Example 1: API Client

// RESTful API client for user management
// Base URL: https://api.example.com/v1
// Includes authentication, error handling, and retry logic
class UserAPIClient {
  private baseURL: string;
  private apiKey: string;
  private maxRetries: number = 3;
  
  constructor(apiKey: string) {
    this.baseURL = 'https://api.example.com/v1';
    this.apiKey = apiKey;
  }
  
  // Fetch user by ID with automatic retry on failure
  async getUser(userId: number): Promise<User> {

Copilot generates complete method with fetch, headers, retry logic, and error handling.

Example 2: Data Validation

from pydantic import BaseModel, validator, EmailStr
from typing import Optional
from datetime import datetime

class UserRegistration(BaseModel):
    """User registration data model with validation"""
    email: EmailStr
    password: str
    first_name: str
    last_name: str
    age: Optional[int] = None
    
    @validator('password')
    def validate_password(cls, v):
        """
        Password must be:
        - At least 8 characters
        - Contain uppercase and lowercase
        - Contain at least one digit
        - Contain at least one special character
        """

Copilot generates comprehensive password validation.

Measuring Improvement

I tracked suggestion quality over 2 months:

Before Prompt Engineering

  • Acceptance rate: 35%
  • Modifications needed: 80%
  • Time saved: 15%

After Prompt Engineering

  • Acceptance rate: 65%
  • Modifications needed: 40%
  • Time saved: 40%

Result: 86% improvement in acceptance rate.

Common Mistakes

Mistake 1: Vague Comments

# Do something with data
def process(data):

Be specific about what “something” is.

Mistake 2: Inconsistent Naming

def getUserData(id):  # camelCase
def fetch_user_profile(user_id):  # snake_case

Inconsistency confuses Copilot. Stick to one convention.

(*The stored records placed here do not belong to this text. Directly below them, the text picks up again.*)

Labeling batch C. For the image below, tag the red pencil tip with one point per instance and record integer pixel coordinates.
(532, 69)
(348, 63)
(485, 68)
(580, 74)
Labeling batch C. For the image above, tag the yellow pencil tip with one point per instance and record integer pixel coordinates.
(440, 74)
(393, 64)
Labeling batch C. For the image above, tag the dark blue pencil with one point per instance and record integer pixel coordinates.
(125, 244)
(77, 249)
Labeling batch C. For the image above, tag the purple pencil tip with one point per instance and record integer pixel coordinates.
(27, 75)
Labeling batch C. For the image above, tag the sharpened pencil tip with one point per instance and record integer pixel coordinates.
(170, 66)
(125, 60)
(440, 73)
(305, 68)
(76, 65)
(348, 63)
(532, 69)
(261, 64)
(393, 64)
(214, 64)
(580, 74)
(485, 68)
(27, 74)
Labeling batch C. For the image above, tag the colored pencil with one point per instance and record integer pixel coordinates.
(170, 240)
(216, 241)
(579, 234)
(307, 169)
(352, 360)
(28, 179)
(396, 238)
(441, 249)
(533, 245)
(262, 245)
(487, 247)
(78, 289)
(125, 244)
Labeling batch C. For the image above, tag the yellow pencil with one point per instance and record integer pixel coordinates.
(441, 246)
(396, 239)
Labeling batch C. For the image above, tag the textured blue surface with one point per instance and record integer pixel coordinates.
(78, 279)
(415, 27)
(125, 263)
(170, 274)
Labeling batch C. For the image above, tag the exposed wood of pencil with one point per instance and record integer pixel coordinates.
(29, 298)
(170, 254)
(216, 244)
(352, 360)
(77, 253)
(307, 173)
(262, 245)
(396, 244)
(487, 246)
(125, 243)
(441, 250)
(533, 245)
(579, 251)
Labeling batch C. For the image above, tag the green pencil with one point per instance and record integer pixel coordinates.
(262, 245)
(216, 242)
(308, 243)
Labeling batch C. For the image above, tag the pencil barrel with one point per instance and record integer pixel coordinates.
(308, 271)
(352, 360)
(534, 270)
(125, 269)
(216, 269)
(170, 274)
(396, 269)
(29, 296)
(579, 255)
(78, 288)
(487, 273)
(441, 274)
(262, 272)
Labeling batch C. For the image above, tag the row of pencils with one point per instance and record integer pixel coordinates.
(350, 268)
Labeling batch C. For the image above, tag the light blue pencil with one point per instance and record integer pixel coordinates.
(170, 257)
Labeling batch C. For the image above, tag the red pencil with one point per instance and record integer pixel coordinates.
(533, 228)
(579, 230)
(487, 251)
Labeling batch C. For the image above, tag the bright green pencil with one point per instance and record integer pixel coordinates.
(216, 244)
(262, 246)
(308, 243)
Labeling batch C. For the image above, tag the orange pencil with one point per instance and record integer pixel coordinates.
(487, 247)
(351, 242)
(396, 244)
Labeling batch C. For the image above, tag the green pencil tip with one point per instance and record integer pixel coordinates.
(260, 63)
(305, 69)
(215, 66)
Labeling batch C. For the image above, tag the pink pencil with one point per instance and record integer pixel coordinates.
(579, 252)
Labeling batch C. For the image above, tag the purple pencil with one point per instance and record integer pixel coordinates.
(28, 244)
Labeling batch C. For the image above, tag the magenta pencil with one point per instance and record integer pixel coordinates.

Mistake 3: Missing Context

# In a file with no imports or context
def encrypt(data):

Copilot doesn’t know what encryption method to use.

Mistake 4: Overly Generic Names

def handler(event, context):

What kind of handler? What events?

Best Practices Summary

  1. Write detailed comments before functions
  2. Use descriptive names for functions and variables
  3. Include type hints (Python) or types (TypeScript)
  4. Show examples in comments
  5. Import relevant libraries first
  6. Write tests before implementation
  7. Structure files with clear context
  8. Be consistent with naming conventions
  9. Iterate incrementally for complex functions
  10. Review and refine Copilot suggestions

Conclusion

GitHub Copilot is a powerful tool, but it’s not magic. The quality of output depends on the quality of input.

Key Insight: Treat Copilot like a junior developer who needs clear instructions.

Time Investment:

  • Learning these techniques: 2-3 hours
  • Applying them: Becomes natural after 1 week
  • ROI: 2-3x improvement in Copilot effectiveness

Master prompt engineering, and Copilot becomes an invaluable coding partner.

My productivity gain: From 25% to 45% with better prompting.